Avete trascorso delle buone ferie? La maggior parte di voi sarà stata al mare, qualcun altro in montagna. Chissà se qualcuno di voi è anche stato in campagna. Ma forse non serve andare lontano: la campagna è tutto intorno a noi.  Riprendiamo allora i nostri “viaggi” proprio da qui, dall’agricoltura, dagli orti urbani che sono disseminati nel nostro territorio.Recentemente abbiamo cominciato ad occuparci (qui e qui) dell’agricoltura e della cultura rurale a Marano e nei dintorni, e abbiamo scoperto che è una risorsa tanto preziosa quanto dimenticata. Riprendiamo l’argomento con un’anticipazione, tanto per avere un’idea visiva dell’entità di ciò di cui stiamo parlando. Vi mostriamo un’anteprima dallo studio che stiamo compiendo per quantificare le porzioni di territorio urbanizzato, coltivato ed incolto all’interno dei Comuni di Marano, Mugnano e Calvizzano.

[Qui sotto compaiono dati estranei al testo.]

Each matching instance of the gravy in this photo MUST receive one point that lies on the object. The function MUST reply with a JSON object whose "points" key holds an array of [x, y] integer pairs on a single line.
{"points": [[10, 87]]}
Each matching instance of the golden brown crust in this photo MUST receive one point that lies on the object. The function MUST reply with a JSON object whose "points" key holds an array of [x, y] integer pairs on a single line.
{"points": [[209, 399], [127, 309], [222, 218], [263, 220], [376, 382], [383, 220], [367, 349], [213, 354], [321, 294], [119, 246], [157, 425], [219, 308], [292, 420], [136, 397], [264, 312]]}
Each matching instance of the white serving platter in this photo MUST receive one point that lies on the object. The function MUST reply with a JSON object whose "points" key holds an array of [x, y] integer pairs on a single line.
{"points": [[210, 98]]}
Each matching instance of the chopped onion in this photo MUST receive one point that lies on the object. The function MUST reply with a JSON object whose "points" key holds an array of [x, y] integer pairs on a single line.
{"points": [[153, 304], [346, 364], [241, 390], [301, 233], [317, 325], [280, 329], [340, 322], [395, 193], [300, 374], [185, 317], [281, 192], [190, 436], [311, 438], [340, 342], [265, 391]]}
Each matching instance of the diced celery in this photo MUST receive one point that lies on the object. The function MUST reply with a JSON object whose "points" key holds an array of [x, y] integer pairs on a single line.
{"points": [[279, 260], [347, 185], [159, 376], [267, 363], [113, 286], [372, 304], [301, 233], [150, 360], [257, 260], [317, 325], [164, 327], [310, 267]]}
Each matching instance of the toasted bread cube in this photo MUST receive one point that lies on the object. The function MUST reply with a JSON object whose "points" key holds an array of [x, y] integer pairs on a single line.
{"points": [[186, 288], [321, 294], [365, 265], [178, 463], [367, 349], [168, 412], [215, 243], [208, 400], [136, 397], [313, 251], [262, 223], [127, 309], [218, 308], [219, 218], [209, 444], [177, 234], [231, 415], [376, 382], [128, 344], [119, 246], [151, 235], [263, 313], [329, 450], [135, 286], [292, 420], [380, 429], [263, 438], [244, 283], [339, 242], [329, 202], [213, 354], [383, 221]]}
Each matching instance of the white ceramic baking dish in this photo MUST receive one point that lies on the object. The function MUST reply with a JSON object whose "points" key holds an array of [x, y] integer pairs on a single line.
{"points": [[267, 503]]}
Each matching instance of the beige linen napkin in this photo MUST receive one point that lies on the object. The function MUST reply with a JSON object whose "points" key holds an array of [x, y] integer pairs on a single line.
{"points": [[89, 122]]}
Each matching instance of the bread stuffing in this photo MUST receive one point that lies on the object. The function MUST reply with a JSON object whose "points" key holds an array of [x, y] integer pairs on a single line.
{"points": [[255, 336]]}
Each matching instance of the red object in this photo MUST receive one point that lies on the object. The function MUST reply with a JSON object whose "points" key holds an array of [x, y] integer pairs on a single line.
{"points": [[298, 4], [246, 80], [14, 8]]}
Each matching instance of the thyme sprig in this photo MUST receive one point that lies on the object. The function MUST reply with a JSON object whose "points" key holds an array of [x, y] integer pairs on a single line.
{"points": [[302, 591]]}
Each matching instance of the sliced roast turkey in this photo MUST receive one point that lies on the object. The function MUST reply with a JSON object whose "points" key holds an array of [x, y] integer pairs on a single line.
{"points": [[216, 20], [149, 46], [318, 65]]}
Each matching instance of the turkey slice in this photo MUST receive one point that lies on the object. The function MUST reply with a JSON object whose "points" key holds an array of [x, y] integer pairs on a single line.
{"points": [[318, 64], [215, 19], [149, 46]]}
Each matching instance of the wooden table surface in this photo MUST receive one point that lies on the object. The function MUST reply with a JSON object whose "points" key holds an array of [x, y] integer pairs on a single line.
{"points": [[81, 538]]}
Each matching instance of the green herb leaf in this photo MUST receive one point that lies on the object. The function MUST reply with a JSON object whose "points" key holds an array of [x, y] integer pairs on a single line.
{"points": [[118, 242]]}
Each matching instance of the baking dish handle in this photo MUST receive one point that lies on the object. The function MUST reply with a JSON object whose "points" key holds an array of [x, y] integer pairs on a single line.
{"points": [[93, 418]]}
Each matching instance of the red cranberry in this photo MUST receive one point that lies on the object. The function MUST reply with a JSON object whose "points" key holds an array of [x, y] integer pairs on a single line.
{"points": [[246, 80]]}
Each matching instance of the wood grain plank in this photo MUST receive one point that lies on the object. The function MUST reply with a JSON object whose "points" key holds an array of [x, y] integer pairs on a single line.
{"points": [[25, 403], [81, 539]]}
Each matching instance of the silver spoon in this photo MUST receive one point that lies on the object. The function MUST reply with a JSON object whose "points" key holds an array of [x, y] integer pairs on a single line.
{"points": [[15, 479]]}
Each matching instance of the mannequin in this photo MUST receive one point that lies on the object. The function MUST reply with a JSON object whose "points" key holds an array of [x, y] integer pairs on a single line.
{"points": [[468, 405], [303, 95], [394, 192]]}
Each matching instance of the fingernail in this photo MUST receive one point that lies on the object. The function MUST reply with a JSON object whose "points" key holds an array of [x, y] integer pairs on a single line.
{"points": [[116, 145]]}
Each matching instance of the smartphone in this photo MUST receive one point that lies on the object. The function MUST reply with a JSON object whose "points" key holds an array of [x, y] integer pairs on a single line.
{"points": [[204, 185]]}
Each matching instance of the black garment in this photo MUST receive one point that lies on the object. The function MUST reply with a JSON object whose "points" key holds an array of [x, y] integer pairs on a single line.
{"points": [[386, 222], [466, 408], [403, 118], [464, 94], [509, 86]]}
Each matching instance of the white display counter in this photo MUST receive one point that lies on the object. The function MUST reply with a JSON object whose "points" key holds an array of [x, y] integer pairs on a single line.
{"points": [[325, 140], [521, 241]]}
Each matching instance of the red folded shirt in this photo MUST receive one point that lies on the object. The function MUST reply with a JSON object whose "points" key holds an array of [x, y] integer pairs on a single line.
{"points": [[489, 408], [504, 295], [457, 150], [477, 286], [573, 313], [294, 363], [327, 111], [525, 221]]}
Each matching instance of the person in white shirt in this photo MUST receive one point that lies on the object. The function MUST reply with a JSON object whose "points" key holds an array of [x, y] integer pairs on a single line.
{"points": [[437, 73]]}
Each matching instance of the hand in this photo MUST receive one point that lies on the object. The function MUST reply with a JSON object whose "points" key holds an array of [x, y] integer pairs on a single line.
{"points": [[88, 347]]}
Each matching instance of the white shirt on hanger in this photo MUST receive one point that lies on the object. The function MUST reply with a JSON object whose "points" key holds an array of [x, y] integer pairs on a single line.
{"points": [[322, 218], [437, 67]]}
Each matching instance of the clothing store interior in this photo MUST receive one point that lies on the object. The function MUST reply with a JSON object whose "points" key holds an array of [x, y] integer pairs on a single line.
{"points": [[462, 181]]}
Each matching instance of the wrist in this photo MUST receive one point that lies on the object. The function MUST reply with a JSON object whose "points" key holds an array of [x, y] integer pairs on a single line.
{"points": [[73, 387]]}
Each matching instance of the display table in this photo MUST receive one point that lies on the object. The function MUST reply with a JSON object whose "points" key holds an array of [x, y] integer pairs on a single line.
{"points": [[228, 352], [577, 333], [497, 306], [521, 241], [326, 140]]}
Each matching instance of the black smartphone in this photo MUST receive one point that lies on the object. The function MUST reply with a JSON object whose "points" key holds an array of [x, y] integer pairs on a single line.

Aree coltivate hinterland nord Napoli

Una mappatura (ancora incompleta) della destinazione d’uso del territorio attorno a Marano. In bianco le aree urbanizzate, in verde quelle coltivate, in giallo i campi presumibilmente incolti e infine, in blu, le aree boschive (come, ad esempio, la famosa Selva di Chiaiano, che vedete in basso a destra). L’area considerata comprende una parte del Comune di Napoli, i Comuni di Marano, Mugnano e Calvizzano fino alla Circumvallazione esterna verso Nord e alla caldera di Quarto ad Ovest.

Il territorio del quale stiamo parlando non è grande se, per esempio, viene comparato con quello del Giuglianese, ma è ricco di aree verdi. Dentro c’è di tutto: boschi, aree incolte, orti, giardini, frutteti, qualche campo di frumento. Ciò che vi balzerà subito all’occhio è che la nostra zona è piena di agricoltura, di terre coltivate. E se ci pensate sono dei veri e propri orti urbani, ora che la città ha divorato gran parte della campagna che una volta era l’unico paesaggio di questo angolo di Campania. Ora, non tutti i campi che è possibile vedere dal satellite sono effettivamente coltivati: alcuni appezzamenti probabilmente aspettano solo la licenza edilizia (o anche no…) per tirare su un palazzo; altri giacciono abbandonati da anni perché nessuno dei proprietari se ne cura più; altri ancora potrebbero essere demaniali. E certamente, di quelli attualmente utilizzati per l’agricoltura, solo una parte produrrà in quantità sufficienti per vendere il prodotto (in altre parole, farà parte di vere e proprie aziende agricole); del resto il prezzo dei prodotti agricoli al mercato è talmente basso che può essere compensato solo da una grande estensione dei campi, e quindi da un raccolto quantitativamente consistente. Al di sotto di una certa soglia non vale la pena di vendere: le spese sarebbero superiori ai ricavi. Poi ci sono gli orti di sussistenza, quelli per uso familiare, che sono una parte fondamentale del nostro paesaggio agrario-urbano.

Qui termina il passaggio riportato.